いみ

愚行録のいみのネタバレレビュー・内容・結末

愚行録(2017年製作の映画)
2.9

このレビューはネタバレを含みます

暗い話だと思ってみたがその通り暗かった。
あの兄妹は近親相姦関係だったのか。

備忘録。
妻夫木兄と満島妹は虐待する親から各々を守るために身を寄せあい次第に肉体関係へ。
はっきり言及されていないが、満島の宿した子供は妻夫木の子。それを示唆するのが、
満島が子供を虐待し(結果亡くなるが)塀の中に入り壁隔ててする兄との会話「お兄ちゃん大好き。二人だけの秘密があるって素敵よね。」からも推測できる。

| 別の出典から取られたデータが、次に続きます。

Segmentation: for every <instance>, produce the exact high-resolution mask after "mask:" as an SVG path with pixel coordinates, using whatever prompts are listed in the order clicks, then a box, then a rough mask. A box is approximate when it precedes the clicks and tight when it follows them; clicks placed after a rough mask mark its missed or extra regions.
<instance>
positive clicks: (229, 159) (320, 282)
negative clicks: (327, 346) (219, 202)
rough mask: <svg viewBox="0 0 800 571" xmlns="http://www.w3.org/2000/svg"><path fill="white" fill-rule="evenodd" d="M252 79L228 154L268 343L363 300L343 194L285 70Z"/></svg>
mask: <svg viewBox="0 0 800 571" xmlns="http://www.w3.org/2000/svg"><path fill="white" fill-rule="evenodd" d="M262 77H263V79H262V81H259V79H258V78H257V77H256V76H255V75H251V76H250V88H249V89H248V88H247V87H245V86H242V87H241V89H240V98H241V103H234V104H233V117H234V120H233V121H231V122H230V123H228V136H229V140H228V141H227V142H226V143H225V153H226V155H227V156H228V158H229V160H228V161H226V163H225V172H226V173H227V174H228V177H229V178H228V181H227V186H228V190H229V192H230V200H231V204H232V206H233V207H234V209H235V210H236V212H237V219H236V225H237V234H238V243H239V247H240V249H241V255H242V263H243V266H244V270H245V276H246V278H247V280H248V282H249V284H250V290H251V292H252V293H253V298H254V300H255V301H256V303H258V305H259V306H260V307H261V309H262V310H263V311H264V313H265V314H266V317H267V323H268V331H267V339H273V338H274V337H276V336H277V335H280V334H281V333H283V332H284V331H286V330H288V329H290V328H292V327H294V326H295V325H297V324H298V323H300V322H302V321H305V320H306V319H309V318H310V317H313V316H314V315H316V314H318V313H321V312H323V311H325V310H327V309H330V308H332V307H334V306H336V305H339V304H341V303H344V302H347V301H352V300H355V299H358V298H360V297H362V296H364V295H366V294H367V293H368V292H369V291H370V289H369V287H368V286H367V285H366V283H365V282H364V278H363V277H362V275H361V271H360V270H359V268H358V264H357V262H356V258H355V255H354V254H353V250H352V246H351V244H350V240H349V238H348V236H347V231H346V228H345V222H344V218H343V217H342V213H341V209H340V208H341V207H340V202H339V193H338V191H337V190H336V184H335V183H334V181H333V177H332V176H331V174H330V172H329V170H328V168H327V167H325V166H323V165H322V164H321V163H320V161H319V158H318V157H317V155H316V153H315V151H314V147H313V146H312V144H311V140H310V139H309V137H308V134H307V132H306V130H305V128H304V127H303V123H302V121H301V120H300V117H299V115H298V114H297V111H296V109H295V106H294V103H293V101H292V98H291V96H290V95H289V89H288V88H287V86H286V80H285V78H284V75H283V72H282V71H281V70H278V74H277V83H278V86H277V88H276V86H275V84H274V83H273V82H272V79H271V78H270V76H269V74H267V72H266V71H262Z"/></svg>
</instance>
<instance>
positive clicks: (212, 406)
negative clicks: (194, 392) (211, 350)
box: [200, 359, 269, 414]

満島妹は大学でカースト上位の松本から目をつけられ外面よく友達のフリをして数々の男を相手にさせられる。
時がたち松本は絵に描いたような幸せな家庭を築いていた。
子供と楽しそうに歩く松本に無視された妹は、呆然と後をつけ家族3人を刺し殺してしまう。
(そのことは精神科医不在の部屋の中まるで誰かに話すかのようにカメラに向かって視線合わず淡々と話していくところで明らかになる。医師が部屋に戻ると何事もなかったかのように振る舞う。)

兄は兄で歪んだ思いを抱えたまま生きている。
(バスで妊婦に席を譲れと叱咤され譲るが、足の悪いフリをして叱咤した男性を気まずい思いにさせそれを確認して去っていく初めのシーンはとても印象的。
関係ないけどユージュアルサスペクツを思い出した…カイザーソゼ…。。)
妹の事件で追う記者として取材するインタビュー中、大学時代の妹のことを軽視軽蔑した臼井を撲殺、吸殻に臼井の元カレ(松本に奪われた)のたばこを起き偽装する冷酷な人間でもある。
(このシーンも圧巻だった。音を一切排除して固定カメラで見せていく。)



物語は兄妹のそれぞれの心情は表されない。二人のお互いを想う気持ちがどんなものかも提示しない。ただ淡々とでてくる人物すべてが「愚行」であることを見せていくだけ。
そこで思う。
人は生まれ育った環境や関わる人に強く影響されて人格が形成される。でもどうだろう、裕福で恵まれたところにいた彼らもまた愚かそのものだった。
性善説ではなく性悪説が真実なのかもしれないと思ってしまう、ほんとに暗くて救いも希望もない映画なのだ。
自分の行いを考えよう。
エンターテイメントという部類ではないが問題提起させる為の映画として必要な映画かもしれない。
愚行という負の連鎖をたちきるためには一人一人の行いにもっと思慮深さをということなのだろう。